In one of many applications, the reference plane 18 may be adapted to couple to a wall and the mounting surface 20 may be adapted to couple to a monitor and a variety of apparatuses. Alternatively, the mounting surface 20 may be adapted to couple to a wall and the reference plane 18 may be adapted to couple to a monitor or a variety of apparatuses. As such, the reference plane 18 may be a fixed surface and the mounting surface 20 may be a movable surface; and, alternatively, the mounting surface 20 may be a fixed surface and the reference plane 18 may be a moveable surface.

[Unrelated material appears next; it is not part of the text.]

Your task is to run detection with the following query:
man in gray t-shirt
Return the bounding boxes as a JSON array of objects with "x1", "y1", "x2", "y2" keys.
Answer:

FIG. 2 is cross-sectional side view of the mounting system 10 along the line 2 shown in FIG. 1. The proximal end 28 of the link 24 may pivot about a pivot point 200 relative to the hinge 50, as described in more detail below. The proximal end 28 of the link 22 may pivot about a pivot point 202 relative to the sleeve 38, and the distal end 40 of the link 22 may pivot about a pivot point 204. The pivot point 204 may be a rotatable joint 206, where the round head 208 is within a socket 210 to allow the round head 208 to rotate within the socket 210. The round head 208 may be coupled to the distal end 40 of the first link 22. The link 24 may be pivotably coupled to the link 22 at about its midpoint 212 between the pivot points 202 and 204. In addition, the length of the link 22, as defined by the distance between the two pivot points 202 and 204, may be about twice as long as the length of link 24, as defined by the distance between the two pivot points 200 and 212. This allows the mounting surface 20 to extend from the reference plain 18 substantially along the Z-axis with nominal, if any, movement along the Y-axis.
The screw 34 may be supported by one or support mounts 42. The support mounts 42 may be adapted to allow the screw 34 to rotate along its longitudinal axis or along the Y-axis. The motor 32 may be located between the hinge 50 and the screw 34 to turn the screw 34 in either direction. A flexible coupler 214 may couple the shaft 216 of the motor 32 to one end of the screw 34 to transfer the torque from the motor 32 to the screw 34. As the motor 32 rotates the screw 34, the sleeve 38 may move along the longitudinal axis of the screw 34 to extend or retract the distal end 40 of the link 22 relative to the reference plane 18.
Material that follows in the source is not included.